El primer paso es mantener un cepillado correcto, al menos dos veces al día, usando movimientos suaves y circulares con un cepillo de cerdas suaves. Cambiarlo cada tres meses y no olvidar la limpieza de la lengua es clave para una higiene completa.
El uso diario de hilo dental permite eliminar los restos de comida que el cepillo no alcanza, y un enjuague bucal ayuda a reducir bacterias y mejorar el aliento. Además, evitar el exceso de azúcar es fundamental para prevenir caries, y beber suficiente agua mantiene la boca hidratada, lo que ayuda a controlar la proliferación de bacterias.

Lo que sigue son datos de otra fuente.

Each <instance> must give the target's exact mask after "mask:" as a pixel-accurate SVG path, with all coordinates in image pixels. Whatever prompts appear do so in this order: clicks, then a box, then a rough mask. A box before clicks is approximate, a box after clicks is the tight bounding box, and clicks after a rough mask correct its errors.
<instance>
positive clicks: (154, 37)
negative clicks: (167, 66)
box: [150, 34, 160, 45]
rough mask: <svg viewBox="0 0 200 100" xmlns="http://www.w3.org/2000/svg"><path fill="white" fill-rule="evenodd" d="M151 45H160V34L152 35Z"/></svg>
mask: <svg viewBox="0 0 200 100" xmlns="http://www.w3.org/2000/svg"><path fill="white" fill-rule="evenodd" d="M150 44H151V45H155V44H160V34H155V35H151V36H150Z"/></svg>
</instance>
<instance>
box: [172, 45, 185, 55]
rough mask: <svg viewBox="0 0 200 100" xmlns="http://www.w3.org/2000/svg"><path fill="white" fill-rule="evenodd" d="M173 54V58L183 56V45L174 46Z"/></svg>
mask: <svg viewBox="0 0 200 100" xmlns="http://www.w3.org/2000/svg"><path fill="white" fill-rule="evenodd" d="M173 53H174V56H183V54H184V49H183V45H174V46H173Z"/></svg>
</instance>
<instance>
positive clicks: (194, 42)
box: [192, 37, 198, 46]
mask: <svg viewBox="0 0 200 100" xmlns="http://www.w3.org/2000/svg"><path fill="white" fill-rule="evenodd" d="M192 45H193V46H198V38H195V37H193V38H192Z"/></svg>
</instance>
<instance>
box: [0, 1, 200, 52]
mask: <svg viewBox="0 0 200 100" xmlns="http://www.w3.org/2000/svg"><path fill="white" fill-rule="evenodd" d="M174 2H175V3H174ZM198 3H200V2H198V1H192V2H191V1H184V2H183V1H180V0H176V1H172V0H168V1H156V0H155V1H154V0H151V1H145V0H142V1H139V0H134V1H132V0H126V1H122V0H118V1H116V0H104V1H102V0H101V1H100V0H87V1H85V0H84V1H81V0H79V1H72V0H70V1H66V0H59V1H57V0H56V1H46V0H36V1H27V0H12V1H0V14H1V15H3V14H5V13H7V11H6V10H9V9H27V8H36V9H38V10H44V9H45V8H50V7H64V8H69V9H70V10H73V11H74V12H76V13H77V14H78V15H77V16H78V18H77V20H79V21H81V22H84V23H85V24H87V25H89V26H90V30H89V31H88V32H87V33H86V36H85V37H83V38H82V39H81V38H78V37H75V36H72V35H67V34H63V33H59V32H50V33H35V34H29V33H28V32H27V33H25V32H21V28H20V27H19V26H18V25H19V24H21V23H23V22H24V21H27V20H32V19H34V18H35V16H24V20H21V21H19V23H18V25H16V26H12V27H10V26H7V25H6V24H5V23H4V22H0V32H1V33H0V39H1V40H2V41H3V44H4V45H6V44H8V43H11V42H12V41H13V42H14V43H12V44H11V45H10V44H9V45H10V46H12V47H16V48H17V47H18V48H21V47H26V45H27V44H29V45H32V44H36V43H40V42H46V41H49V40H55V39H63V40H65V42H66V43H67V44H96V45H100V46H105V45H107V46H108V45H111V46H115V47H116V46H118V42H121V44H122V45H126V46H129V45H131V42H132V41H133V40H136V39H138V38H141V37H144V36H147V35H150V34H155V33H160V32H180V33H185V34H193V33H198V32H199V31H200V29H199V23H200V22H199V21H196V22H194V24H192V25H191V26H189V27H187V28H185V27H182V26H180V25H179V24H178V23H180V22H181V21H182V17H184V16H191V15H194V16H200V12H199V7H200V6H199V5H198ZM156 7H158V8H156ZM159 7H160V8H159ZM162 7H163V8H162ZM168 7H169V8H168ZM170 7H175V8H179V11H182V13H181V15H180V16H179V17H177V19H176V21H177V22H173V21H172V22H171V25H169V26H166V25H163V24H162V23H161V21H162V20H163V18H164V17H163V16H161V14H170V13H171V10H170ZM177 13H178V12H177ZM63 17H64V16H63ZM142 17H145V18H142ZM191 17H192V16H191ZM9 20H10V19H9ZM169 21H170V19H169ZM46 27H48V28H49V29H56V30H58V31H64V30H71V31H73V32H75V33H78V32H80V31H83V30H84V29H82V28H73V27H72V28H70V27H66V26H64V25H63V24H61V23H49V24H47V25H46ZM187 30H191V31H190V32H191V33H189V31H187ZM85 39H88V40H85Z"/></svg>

La alimentación también juega un rol importante: consumir alimentos ricos en calcio, como lácteos, legumbres y verduras de hoja verde, fortalece dientes y encías. Si usas brackets o alineadores, debes extremar la limpieza con cepillos interdentales o irrigadores bucales.
En cuanto a tratamientos estéticos, los blanqueamientos deben realizarse siempre bajo supervisión profesional para evitar daños irreversibles.
Por último, visitar al dentista cada seis meses permite detectar a tiempo cualquier problema. Evitar el tabaco, que mancha los dientes y debilita las encías, también es parte del cuidado diario.